The instantaneous ‘as-it-happens’ world of news reporting is an unpredictable place.  Those tickers that run across the bottom of the screen cry out for some real breaking news but most days, it’s pretty dull.

That’s where the poetic licence of the avid reporter comes in handy. When there’s not much going on, you may notice the correspondent likes to fill the air time with vivid descriptions of their surroundings, or recount the previous night’s events with florid similes.

When it comes to the metaphor, it’s now used so much it’s an expected, if sometimes inappropriate, backdrop to any story or news report. The Guardian’s editor recently advised his staff to avoid using military metaphors in political coverage– particularly when there are so many real wars happening outside the UK.

And this style of writing surely blunts any impact when used in its proper context. Are ‘backbench troops’ really ‘on the defensive’?  Your average journalist would be stuck if they couldn’t use descriptive words like ‘war’, ‘battle’ or ‘fight’. Elections are ‘battlegrounds’, there’s wars on drugs, obesity and of course, terror.
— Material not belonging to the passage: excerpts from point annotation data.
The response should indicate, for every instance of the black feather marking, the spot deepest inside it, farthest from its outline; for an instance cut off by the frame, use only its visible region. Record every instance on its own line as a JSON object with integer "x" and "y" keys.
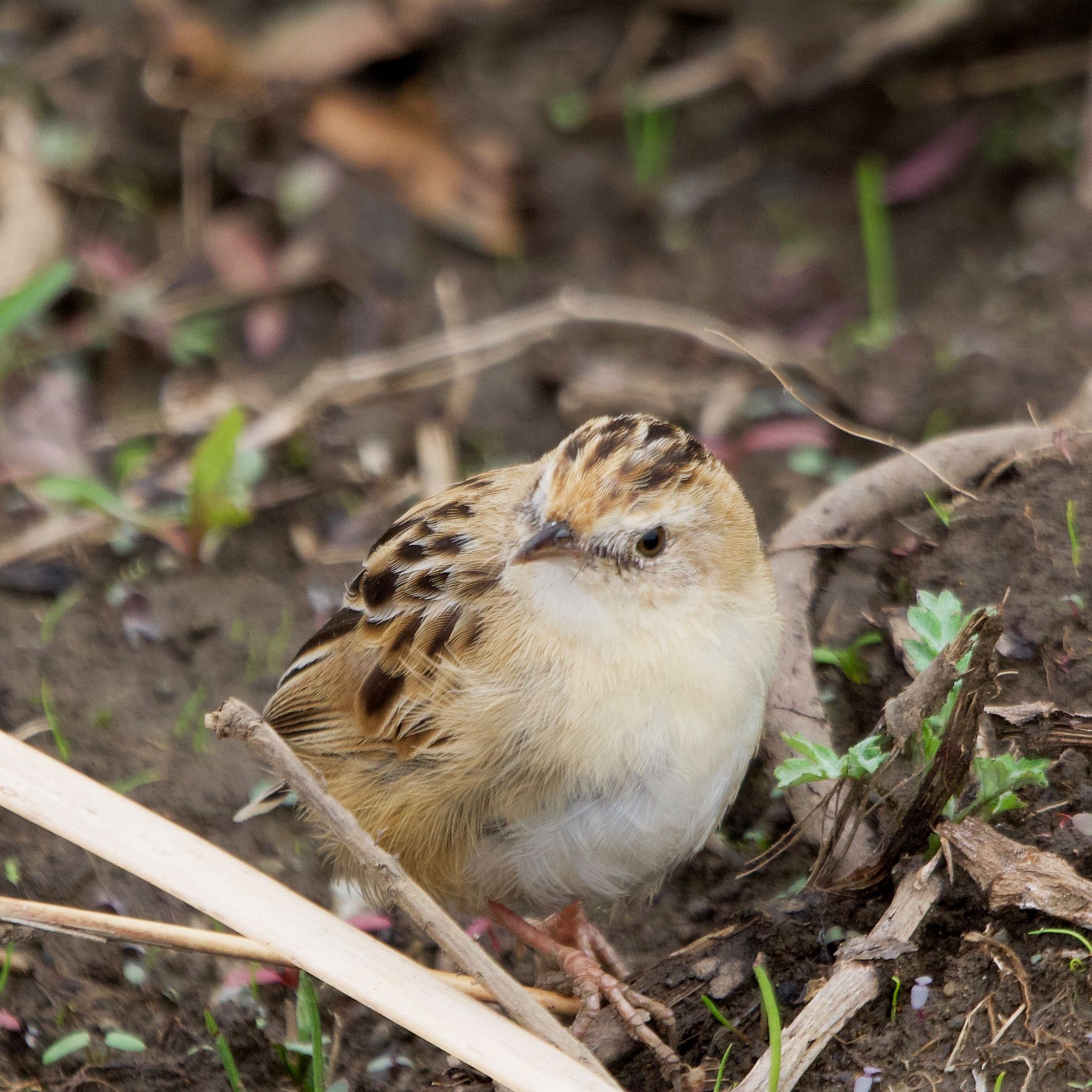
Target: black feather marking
{"x": 340, "y": 624}
{"x": 379, "y": 690}
{"x": 392, "y": 532}
{"x": 660, "y": 430}
{"x": 379, "y": 588}
{"x": 449, "y": 545}
{"x": 411, "y": 551}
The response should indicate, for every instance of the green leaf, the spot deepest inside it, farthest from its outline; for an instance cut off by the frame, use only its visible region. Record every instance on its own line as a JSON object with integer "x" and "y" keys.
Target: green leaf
{"x": 213, "y": 457}
{"x": 34, "y": 296}
{"x": 307, "y": 1006}
{"x": 865, "y": 758}
{"x": 85, "y": 492}
{"x": 66, "y": 1045}
{"x": 818, "y": 762}
{"x": 123, "y": 1041}
{"x": 9, "y": 953}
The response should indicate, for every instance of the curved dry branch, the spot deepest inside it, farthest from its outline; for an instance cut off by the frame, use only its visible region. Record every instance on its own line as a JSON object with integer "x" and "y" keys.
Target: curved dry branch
{"x": 845, "y": 512}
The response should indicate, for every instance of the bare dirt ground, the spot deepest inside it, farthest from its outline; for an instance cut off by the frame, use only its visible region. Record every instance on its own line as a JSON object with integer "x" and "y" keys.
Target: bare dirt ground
{"x": 752, "y": 219}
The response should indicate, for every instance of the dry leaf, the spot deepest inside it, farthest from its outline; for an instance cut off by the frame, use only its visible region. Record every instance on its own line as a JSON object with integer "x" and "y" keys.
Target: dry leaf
{"x": 458, "y": 195}
{"x": 1022, "y": 712}
{"x": 307, "y": 45}
{"x": 44, "y": 431}
{"x": 32, "y": 223}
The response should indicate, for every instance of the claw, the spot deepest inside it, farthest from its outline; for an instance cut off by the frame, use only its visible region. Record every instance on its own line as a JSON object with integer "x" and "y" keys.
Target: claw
{"x": 596, "y": 970}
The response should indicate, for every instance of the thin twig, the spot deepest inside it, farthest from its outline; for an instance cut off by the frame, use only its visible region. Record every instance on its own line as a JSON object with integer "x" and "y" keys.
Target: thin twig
{"x": 847, "y": 511}
{"x": 95, "y": 925}
{"x": 238, "y": 721}
{"x": 853, "y": 984}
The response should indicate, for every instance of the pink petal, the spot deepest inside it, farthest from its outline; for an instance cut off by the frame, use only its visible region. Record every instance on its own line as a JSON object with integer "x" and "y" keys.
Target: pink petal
{"x": 266, "y": 327}
{"x": 107, "y": 260}
{"x": 371, "y": 923}
{"x": 926, "y": 170}
{"x": 242, "y": 976}
{"x": 783, "y": 434}
{"x": 239, "y": 255}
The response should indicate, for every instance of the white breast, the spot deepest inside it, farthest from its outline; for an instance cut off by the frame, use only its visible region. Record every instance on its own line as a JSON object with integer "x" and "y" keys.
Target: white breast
{"x": 655, "y": 721}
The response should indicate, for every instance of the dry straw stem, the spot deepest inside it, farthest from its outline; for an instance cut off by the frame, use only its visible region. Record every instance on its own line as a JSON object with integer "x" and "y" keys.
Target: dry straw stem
{"x": 852, "y": 985}
{"x": 236, "y": 720}
{"x": 845, "y": 512}
{"x": 74, "y": 806}
{"x": 95, "y": 925}
{"x": 1014, "y": 875}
However when real news does actually happen, like the recent uprising in Egypt, the metaphor becomes strangely redundant. At first, correspondents clearly enjoyed getting creative, from being ‘engulfed in an ocean of protesters’ to observing ‘the war zone in Cairo’. However, the reality soon caught up with the hyperbole as subsequent events spoke for themselves, and reporters got on with what they do best that is – giving it to us straight.